Gold and Silver Are Your Hedge Against Centrally-Planned Economies
Spain recently became the fourth member of the euro to request a bailout since the beginning of the region’s insolvency crisis. The country stands to receive as much as 100 billion euros ($125 billion) in order to prolong the life of its current banking system. It is debt trying to fix more debt. “The loan amount must cover estimated capital requirements with an additional safety margin, estimated as summing up to 100 billion euros in total,” a Eurogroup statement said. With rescues drafted for Greece, Ireland, Portugal and now Spain, the European Union and the International Monetary Fund have committed nearly half a trillion euros to finance European bailouts.

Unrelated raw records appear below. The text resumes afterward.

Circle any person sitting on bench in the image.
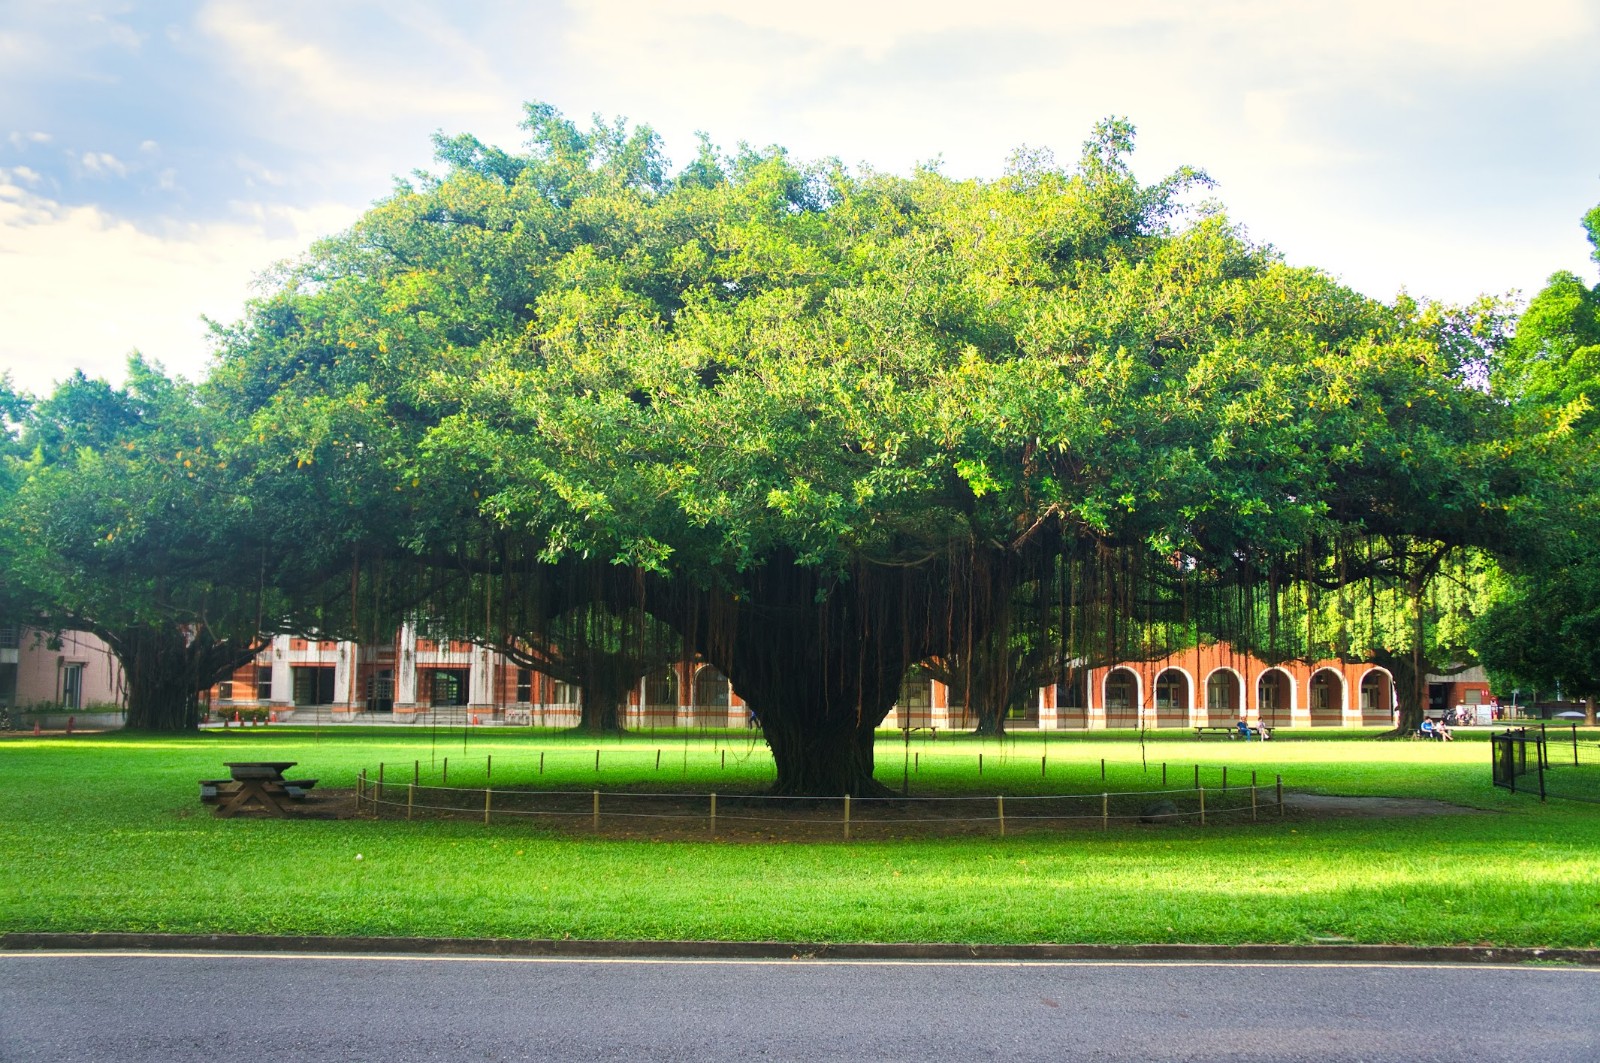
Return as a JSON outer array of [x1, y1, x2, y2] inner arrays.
[[1257, 723, 1272, 741], [1420, 719, 1437, 739], [1434, 718, 1453, 741], [1237, 718, 1252, 740]]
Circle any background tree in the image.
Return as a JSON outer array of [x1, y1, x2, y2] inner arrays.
[[2, 359, 277, 730], [1476, 203, 1600, 723]]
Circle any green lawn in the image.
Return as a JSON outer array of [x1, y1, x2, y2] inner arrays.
[[2, 726, 1596, 947]]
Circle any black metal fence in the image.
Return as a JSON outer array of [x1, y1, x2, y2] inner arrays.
[[1491, 725, 1600, 803]]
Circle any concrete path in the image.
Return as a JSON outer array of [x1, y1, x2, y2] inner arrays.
[[4, 950, 1597, 1062]]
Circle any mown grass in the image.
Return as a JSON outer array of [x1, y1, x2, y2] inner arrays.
[[2, 726, 1597, 947]]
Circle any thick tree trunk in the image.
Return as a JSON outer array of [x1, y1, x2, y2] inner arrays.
[[575, 663, 634, 734], [1367, 647, 1424, 737], [114, 624, 261, 732], [684, 556, 935, 797]]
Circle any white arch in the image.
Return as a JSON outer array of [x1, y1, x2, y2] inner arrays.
[[1202, 666, 1247, 712], [691, 664, 731, 708], [1357, 666, 1397, 713], [1254, 666, 1299, 715], [1101, 666, 1143, 716], [1152, 665, 1197, 699], [1308, 666, 1348, 714]]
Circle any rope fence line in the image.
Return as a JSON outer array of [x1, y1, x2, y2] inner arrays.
[[353, 757, 1287, 838]]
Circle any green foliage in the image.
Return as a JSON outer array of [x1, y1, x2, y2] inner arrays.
[[1478, 203, 1600, 699]]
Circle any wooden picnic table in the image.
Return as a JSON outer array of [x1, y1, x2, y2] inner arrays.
[[204, 762, 313, 818]]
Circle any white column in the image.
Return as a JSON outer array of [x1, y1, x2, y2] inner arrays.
[[396, 623, 418, 706], [269, 635, 291, 706], [469, 646, 493, 710], [333, 641, 356, 708]]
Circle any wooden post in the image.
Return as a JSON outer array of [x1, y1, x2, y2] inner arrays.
[[1194, 764, 1200, 789], [1162, 762, 1167, 786], [487, 754, 492, 781], [539, 751, 545, 775], [1101, 792, 1108, 831], [408, 782, 415, 820], [378, 762, 385, 803], [1276, 774, 1284, 816], [1199, 785, 1206, 826], [844, 794, 851, 841], [915, 752, 919, 773], [721, 750, 726, 770], [483, 786, 492, 826], [656, 749, 661, 771], [1100, 758, 1106, 780], [357, 770, 365, 814], [593, 790, 600, 830], [414, 759, 419, 787], [1251, 784, 1258, 822], [710, 792, 717, 836], [595, 749, 600, 772], [998, 795, 1006, 837], [442, 757, 448, 784], [1041, 755, 1046, 778], [979, 753, 983, 776], [1222, 766, 1228, 791]]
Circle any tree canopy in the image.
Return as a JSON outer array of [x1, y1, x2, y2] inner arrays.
[[2, 103, 1570, 783]]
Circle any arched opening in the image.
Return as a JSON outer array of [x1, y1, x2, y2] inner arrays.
[[643, 667, 678, 727], [1360, 669, 1393, 726], [1309, 669, 1344, 726], [693, 666, 730, 726], [1104, 667, 1139, 728], [1205, 669, 1241, 722], [1257, 670, 1291, 728], [1154, 668, 1189, 727], [646, 668, 678, 707]]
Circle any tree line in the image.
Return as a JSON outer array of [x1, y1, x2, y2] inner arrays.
[[2, 103, 1597, 794]]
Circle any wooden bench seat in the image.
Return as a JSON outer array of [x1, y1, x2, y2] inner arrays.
[[1195, 726, 1236, 739]]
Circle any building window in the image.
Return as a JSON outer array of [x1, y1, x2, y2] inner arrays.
[[0, 663, 16, 706], [516, 668, 533, 704], [0, 625, 19, 650], [61, 663, 84, 710], [218, 680, 234, 701], [552, 682, 580, 706], [256, 665, 273, 701], [1105, 672, 1135, 711]]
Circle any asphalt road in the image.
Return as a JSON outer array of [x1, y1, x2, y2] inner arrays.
[[2, 952, 1597, 1062]]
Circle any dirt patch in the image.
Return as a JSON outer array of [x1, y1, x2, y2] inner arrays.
[[1280, 792, 1486, 818], [199, 787, 1488, 835]]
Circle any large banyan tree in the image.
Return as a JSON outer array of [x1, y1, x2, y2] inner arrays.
[[207, 103, 1537, 791]]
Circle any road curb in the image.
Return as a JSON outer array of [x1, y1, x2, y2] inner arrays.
[[4, 932, 1598, 966]]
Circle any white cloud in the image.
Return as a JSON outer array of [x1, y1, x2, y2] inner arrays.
[[0, 183, 360, 394], [8, 131, 52, 149], [196, 1, 505, 122], [79, 151, 128, 177]]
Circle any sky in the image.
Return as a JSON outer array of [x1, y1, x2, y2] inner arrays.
[[1, 0, 1597, 396]]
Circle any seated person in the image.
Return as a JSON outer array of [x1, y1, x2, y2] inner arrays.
[[1257, 724, 1272, 741], [1237, 717, 1252, 739], [1420, 718, 1436, 739], [1435, 719, 1453, 741]]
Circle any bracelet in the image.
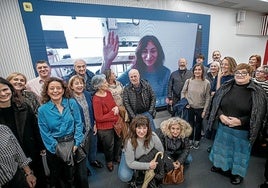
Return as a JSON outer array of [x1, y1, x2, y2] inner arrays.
[[25, 170, 34, 177]]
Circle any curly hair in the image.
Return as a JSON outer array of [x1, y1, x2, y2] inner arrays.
[[160, 117, 192, 139], [40, 77, 71, 104], [126, 115, 152, 149]]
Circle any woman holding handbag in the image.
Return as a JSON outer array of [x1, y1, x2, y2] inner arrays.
[[38, 77, 84, 188], [181, 64, 211, 149], [156, 117, 192, 179], [68, 75, 101, 187]]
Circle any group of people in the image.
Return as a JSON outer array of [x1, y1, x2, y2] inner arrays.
[[1, 29, 268, 188]]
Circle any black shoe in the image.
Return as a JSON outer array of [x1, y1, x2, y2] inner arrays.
[[211, 166, 231, 177], [90, 160, 104, 168], [260, 181, 268, 188], [230, 175, 243, 185], [211, 166, 221, 173]]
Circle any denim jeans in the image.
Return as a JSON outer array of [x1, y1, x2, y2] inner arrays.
[[141, 112, 156, 131], [118, 152, 134, 182]]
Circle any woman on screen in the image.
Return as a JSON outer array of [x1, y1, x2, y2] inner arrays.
[[101, 32, 171, 108]]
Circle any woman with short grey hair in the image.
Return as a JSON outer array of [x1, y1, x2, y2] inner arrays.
[[91, 74, 121, 172]]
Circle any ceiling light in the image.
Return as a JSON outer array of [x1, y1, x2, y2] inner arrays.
[[259, 0, 268, 2]]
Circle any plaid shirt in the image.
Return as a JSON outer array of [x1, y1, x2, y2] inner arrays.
[[0, 124, 31, 186]]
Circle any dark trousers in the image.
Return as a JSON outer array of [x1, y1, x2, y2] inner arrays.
[[188, 107, 203, 141], [46, 151, 73, 188], [74, 158, 89, 188], [2, 168, 28, 188], [265, 159, 268, 181], [98, 129, 122, 163]]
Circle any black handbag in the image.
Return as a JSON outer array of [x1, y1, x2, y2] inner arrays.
[[55, 135, 74, 166], [74, 146, 87, 163]]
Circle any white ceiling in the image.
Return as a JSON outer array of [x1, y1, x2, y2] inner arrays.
[[183, 0, 268, 14]]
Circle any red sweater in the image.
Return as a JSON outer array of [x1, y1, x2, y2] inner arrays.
[[93, 91, 118, 130]]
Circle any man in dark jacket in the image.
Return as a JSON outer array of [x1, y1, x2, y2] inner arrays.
[[123, 69, 156, 131], [166, 58, 192, 115], [64, 59, 95, 93]]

The Spain bailout is just the latest example of governments and central banks trying to solve an insolvency crisis with more debt. The markets quickly figured this out though, as Spanish and Italian bond yields reached new highs on the year just two days after the announcement. On Tuesday, the yield on Spain’s 10-year benchmark hit 6.8 percent, while Italian yields reached nearly 6.3 percent. “It is quite likely that Spain needs a full bailout in the near future although policy makers will try all possible options to avoid this outcome, including a revival of bond purchases by the ECB as well as another three-year liquidity operation,” said Pavan Wadhwa, global head of interest rate strategy at J.P. Morgan Chase.